As for iOS, you don't HAVE to buy an iphone today. NO ONE is forcing you to develop on it. In fact, less than 1/3 of the smartphone owners do have one - And THAT's the distinction: choice. Argueing "it's the same thing" puts you on the same boat as that chinese clone manufacturer that sued Apple because they "didn't license their OS for anyone": it's THEIR product, they do whatever they want with it.

As for iOS being a product on itself, you're right - it's just the software that powers Apple's hardware, not an "isolated" product. Same as Kindle OS, WebOS or Bada, not the same as Android and Symbian, which are sold/licensed to third parties...




But same as your reasoning, you didn't have to buy windows either, there were still 1% (maybe more) computers that runs other OSes. By the way, I agreed with you, government should not interfere as long as MS didn't shut competitors out of the platform.

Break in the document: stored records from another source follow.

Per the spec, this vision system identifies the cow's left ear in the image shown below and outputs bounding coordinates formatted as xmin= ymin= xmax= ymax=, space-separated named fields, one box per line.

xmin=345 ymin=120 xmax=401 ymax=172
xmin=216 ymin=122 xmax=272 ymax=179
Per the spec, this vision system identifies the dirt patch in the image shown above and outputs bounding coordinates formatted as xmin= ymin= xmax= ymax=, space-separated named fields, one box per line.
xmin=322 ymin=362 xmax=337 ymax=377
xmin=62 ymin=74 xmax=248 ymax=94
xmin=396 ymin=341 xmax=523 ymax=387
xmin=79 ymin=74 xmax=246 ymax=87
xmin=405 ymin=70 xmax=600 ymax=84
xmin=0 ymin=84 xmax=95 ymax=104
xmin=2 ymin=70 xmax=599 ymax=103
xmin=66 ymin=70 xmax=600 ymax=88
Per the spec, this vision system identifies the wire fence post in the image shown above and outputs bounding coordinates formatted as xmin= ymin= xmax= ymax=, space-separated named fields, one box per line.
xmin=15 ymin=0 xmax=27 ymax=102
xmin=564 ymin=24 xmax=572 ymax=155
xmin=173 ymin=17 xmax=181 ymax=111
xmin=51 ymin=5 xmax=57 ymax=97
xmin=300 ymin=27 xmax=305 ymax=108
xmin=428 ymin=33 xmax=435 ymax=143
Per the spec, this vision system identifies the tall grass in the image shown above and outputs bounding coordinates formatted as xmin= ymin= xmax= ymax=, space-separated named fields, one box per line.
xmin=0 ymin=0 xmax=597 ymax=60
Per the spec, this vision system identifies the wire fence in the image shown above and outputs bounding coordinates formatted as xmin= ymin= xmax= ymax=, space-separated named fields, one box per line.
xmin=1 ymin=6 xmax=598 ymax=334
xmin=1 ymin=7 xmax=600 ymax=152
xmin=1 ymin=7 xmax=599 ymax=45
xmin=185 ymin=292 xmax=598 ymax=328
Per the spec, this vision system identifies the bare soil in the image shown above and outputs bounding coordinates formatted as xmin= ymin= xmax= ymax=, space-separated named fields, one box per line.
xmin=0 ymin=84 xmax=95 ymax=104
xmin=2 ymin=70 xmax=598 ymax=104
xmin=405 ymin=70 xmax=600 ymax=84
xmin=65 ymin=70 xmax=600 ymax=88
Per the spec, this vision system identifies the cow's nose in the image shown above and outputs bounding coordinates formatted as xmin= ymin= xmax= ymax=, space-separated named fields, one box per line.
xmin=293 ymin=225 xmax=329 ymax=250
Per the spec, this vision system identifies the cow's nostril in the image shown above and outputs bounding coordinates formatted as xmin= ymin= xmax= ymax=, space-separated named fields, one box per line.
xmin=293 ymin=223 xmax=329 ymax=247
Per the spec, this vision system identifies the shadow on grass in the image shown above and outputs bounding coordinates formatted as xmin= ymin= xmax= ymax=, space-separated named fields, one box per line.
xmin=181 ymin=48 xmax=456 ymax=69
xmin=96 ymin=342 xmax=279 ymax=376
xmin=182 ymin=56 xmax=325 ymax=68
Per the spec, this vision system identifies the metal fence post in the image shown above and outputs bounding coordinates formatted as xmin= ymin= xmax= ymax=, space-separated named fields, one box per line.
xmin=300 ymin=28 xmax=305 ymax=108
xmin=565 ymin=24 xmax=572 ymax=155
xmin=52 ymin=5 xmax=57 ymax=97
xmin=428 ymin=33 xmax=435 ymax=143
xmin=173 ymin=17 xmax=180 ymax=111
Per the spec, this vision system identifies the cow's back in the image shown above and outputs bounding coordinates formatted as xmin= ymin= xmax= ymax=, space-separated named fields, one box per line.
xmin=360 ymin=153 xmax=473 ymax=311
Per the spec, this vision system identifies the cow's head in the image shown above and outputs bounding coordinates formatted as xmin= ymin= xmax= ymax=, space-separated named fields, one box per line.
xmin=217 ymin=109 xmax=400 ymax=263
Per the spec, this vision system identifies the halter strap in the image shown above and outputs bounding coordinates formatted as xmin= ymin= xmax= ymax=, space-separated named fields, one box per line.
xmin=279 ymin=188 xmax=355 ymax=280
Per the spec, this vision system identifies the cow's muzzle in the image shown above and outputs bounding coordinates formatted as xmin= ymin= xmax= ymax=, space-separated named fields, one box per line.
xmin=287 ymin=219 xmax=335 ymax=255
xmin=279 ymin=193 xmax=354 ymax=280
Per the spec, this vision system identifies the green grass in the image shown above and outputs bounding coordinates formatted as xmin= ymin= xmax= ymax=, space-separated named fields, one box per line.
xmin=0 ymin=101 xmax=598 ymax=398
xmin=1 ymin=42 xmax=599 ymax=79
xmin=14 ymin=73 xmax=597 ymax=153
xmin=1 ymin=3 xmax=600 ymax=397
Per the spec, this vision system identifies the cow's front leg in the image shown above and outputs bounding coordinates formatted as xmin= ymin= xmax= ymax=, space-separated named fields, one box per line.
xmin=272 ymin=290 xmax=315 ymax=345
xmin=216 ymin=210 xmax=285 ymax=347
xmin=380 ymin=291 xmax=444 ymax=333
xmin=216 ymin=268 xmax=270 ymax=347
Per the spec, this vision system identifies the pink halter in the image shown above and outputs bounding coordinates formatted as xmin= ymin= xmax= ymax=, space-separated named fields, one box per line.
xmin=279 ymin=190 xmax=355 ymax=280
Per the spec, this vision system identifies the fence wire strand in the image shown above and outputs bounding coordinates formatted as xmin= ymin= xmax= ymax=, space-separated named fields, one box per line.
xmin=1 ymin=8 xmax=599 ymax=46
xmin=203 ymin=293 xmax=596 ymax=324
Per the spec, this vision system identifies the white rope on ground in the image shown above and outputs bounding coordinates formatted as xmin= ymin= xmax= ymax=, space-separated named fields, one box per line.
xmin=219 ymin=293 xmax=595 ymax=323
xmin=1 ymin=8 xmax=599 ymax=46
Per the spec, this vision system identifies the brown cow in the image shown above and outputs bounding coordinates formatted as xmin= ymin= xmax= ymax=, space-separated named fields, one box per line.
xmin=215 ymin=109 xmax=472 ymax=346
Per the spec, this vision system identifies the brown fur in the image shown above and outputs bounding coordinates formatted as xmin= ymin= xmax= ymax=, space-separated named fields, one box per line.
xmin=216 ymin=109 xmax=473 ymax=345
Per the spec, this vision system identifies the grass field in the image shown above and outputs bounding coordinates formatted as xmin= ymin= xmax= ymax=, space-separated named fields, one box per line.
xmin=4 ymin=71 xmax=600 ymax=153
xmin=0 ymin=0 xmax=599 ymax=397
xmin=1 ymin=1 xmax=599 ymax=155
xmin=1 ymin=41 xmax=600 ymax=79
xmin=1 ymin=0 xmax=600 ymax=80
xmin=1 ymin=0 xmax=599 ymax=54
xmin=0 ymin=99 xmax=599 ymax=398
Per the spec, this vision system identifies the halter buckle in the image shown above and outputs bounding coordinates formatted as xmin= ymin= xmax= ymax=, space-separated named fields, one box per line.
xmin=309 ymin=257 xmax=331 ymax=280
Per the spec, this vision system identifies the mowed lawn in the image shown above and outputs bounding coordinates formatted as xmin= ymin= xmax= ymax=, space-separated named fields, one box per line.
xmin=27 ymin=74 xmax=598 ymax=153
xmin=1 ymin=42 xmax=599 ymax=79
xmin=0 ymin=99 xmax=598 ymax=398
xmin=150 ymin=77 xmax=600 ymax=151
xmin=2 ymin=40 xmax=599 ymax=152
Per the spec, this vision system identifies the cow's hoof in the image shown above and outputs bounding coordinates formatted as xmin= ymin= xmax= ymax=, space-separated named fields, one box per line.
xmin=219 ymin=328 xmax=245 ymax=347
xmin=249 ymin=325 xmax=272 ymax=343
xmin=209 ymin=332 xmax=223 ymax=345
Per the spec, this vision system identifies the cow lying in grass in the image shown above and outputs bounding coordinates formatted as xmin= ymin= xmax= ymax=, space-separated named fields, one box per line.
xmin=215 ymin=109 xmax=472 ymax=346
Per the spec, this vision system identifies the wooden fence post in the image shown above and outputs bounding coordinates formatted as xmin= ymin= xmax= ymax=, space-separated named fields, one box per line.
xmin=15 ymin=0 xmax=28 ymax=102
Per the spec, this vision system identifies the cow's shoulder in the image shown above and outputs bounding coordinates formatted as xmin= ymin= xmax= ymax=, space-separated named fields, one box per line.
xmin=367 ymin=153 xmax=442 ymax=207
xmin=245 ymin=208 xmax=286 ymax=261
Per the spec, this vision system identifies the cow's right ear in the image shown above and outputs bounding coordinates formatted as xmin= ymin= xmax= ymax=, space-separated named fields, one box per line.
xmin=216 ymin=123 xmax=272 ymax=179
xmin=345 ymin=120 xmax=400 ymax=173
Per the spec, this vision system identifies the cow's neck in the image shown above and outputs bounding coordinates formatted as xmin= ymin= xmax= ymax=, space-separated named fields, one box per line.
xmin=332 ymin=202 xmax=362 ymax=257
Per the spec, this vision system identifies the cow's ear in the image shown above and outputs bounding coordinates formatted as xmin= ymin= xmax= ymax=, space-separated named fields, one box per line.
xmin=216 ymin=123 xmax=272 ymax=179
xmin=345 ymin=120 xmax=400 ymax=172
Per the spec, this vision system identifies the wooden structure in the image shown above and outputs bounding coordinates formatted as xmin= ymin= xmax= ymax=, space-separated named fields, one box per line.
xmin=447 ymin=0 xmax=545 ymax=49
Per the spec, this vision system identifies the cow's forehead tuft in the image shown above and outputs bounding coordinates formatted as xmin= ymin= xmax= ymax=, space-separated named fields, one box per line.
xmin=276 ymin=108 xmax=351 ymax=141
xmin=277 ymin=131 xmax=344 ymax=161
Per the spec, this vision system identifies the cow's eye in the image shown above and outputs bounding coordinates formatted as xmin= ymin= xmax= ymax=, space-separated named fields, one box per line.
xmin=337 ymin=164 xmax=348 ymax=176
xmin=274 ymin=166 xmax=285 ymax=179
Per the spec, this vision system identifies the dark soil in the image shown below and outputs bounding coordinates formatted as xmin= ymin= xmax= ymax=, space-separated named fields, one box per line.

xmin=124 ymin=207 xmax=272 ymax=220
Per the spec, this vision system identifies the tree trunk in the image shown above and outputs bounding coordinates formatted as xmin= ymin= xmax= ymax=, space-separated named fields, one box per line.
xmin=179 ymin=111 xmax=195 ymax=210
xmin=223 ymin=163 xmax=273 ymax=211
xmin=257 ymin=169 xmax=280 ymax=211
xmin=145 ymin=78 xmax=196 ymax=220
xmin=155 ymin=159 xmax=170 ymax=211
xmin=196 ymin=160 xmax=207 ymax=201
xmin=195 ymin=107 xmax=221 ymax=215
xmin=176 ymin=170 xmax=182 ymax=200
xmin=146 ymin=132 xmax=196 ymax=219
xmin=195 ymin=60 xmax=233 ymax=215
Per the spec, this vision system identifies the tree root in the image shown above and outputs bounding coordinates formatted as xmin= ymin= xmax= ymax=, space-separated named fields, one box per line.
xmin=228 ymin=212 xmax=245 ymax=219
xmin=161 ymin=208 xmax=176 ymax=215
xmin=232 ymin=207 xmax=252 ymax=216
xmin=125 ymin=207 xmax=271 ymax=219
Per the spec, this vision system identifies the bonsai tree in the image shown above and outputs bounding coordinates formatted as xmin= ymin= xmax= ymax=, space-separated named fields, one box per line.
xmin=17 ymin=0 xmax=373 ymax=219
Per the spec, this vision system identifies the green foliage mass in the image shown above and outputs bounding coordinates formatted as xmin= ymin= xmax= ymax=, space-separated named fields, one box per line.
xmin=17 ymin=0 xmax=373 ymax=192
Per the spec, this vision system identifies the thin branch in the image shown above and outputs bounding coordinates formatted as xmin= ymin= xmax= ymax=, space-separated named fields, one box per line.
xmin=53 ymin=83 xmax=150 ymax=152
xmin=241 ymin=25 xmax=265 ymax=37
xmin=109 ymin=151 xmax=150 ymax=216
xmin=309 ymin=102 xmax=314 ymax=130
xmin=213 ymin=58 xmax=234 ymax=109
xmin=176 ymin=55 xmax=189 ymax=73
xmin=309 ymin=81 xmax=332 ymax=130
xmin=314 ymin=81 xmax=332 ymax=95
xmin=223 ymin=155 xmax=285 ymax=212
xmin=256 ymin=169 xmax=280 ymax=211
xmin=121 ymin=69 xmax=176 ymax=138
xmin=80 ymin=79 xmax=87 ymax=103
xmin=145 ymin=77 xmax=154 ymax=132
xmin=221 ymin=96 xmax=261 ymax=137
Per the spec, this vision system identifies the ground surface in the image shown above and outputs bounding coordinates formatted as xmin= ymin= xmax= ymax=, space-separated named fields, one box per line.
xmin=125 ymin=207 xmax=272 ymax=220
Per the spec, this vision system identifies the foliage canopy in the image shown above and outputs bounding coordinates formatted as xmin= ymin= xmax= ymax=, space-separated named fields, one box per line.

Now, I bought iPhone/iPad because they are the best hardware with some of the best software. I don't REALLY have other choices if I want the same build quality. I don't have a problem that Apple bundles apps for free, I do have a problem when Apple stops me from running software that I really want to have running on my device. Just because he can control everything running on the hardware doesn't mean he can do whatever he wants. Again, whatever this thing should be called, it is far far worse than MS's "monopoly".